She doesn’t knock.
Ambessa never has, and she won’t start now- not because of a quarrel flared up like dry parchment to flame. She enters without pause, the heavy door swinging inward on a gust of cold air and iron-scented tension. The sound of it echoes like the crack of a judge’s gavel, sharp and final. She’s in, and the room belongs to her once more, regardless of the blistered silence hanging in it.
You’re seated in the corner, arms folded, gaze set hard on the middle distance. The fire crackles in the grate but does little to soften the edges of the space, or of her. She doesn’t look tired. She never looks tired. But there’s a stiffness in her shoulders tonight, like her armour has been fitted too tight over something raw.

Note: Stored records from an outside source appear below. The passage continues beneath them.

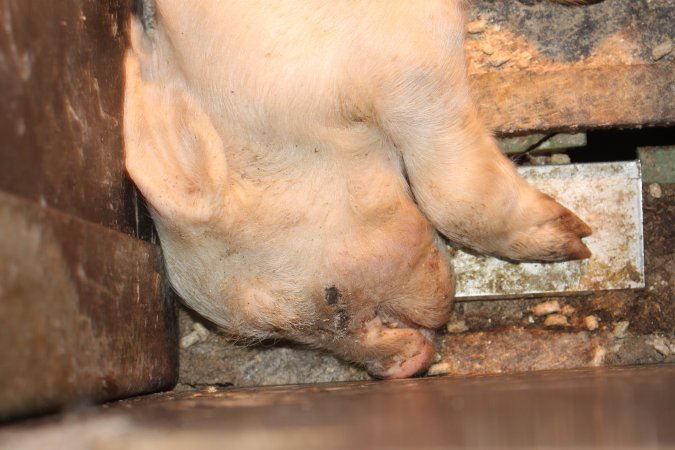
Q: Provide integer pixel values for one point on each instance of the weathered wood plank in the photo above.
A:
(83, 313)
(619, 408)
(577, 98)
(61, 80)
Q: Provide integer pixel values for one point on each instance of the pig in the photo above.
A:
(305, 161)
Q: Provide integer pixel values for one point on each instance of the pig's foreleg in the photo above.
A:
(461, 180)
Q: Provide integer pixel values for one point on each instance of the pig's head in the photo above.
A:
(298, 176)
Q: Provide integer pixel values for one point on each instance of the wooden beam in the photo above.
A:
(520, 102)
(84, 315)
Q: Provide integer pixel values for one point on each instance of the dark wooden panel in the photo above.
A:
(83, 312)
(609, 409)
(61, 80)
(577, 98)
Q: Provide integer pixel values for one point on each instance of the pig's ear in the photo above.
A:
(173, 153)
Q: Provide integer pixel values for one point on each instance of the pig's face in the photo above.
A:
(300, 160)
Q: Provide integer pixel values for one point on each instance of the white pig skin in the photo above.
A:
(302, 158)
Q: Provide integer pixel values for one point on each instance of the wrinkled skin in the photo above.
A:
(301, 160)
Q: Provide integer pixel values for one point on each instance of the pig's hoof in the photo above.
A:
(397, 352)
(556, 237)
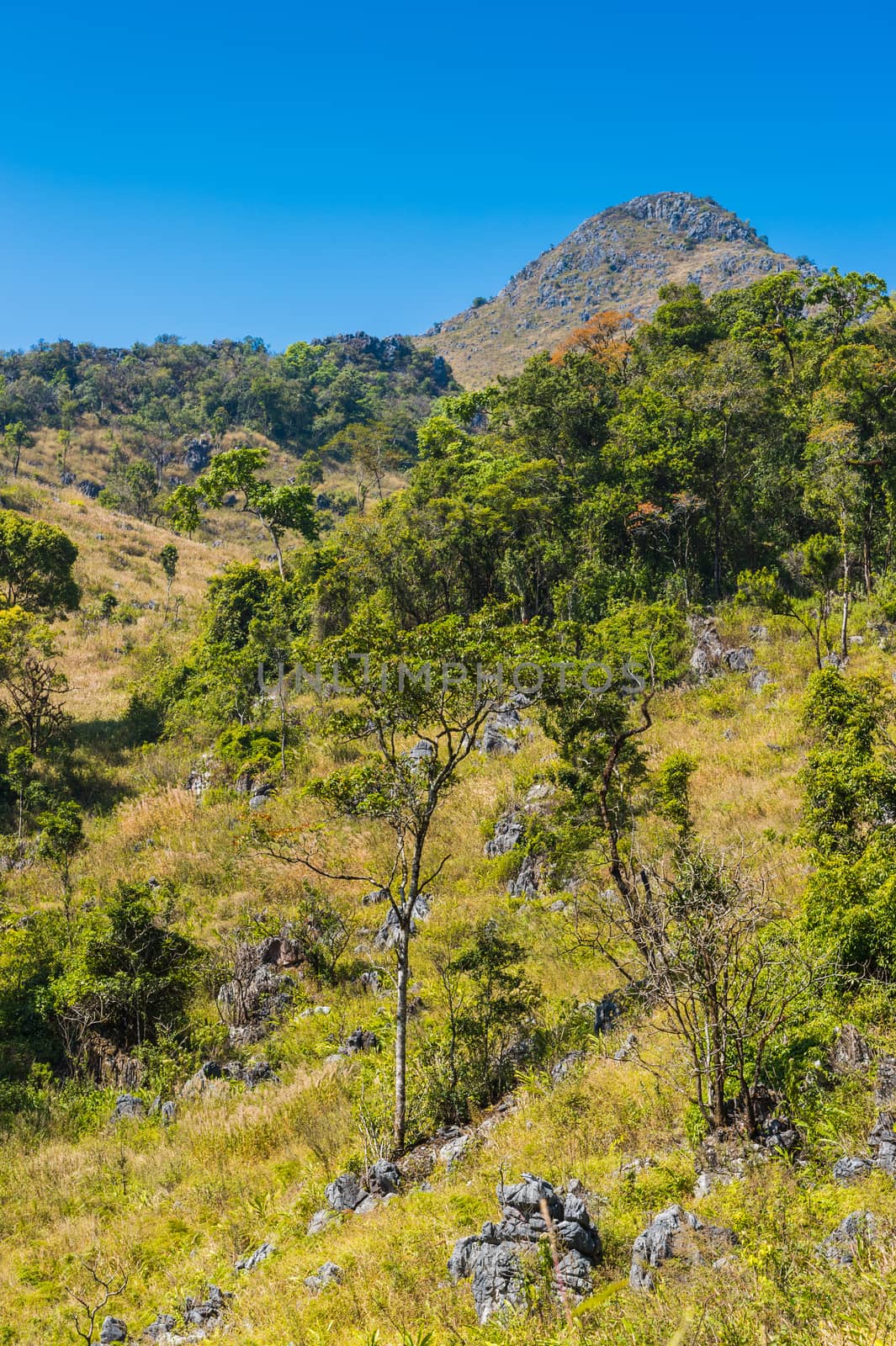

“You left before I finished speaking,” she says, voice quiet but weighted. Her tone holds none of the heat from earlier, only the cool control that comes after a storm, when the wreckage settles, and you must choose what to rebuild.
You don’t answer, and she doesn’t ask again.
Ambessa crosses the room slowly, the way one would approach a wounded animal, not from fear but strategy. There’s a brief moment where she considers sitting. She does not. She stays standing, tall and composed, as though grounding herself in the shape of power will keep her from saying something foolish. Or something soft.
“I should not have raised my voice,” she says after a long beat. It’s not quite an apology, but it lands heavy regardless. “But I will not pretend I was wrong to be angry.”